Heretic vs. Dolphin vs. JOSIEFIED — what’s the difference?

Heretic does weight surgery (abliteration) then a recovery fine-tune. Dolphin is a fine-tune on uncensored data with no surgery. JOSIEFIED combines abliteration with system-prompt engineering. Heretic is the most thorough; Dolphin is the most stable; JOSIEFIED is the most VRAM-efficient.

Will Ollama remove uncensored models from its registry?

Ollama has not removed any abliterated or uncensored model as of June 2026, and has publicly committed to a neutral hosting policy. If you’re concerned, mirror the GGUF locally from HuggingFace — the ollama create command accepts a local Modelfile pointing at any GGUF on disk.

Can I fine-tune Heretic-Qwen3 further on my own data?

Yes. The Heretic team publishes the LoRA adapters separately, so you can stack a domain LoRA on top. QLoRA fine-tuning on the 32B fits in 24 GB VRAM with batch size 1 and gradient checkpointing.
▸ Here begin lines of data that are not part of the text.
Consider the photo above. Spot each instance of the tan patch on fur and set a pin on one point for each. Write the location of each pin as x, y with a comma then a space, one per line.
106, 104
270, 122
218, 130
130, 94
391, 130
What about Mixtral, Grok, or DeepSeek uncensored variants?

Mixtral 8x7B abliterations exist but the architecture is now eclipsed by dense Qwen3 models at similar VRAM. Grok’s open weights (Grok-2 mini) have no popular abliteration as of June 2026. DeepSeek-V3 abliterations are promising but the 671B parameter count puts them outside the local-LLM scope for all but the most extreme rigs.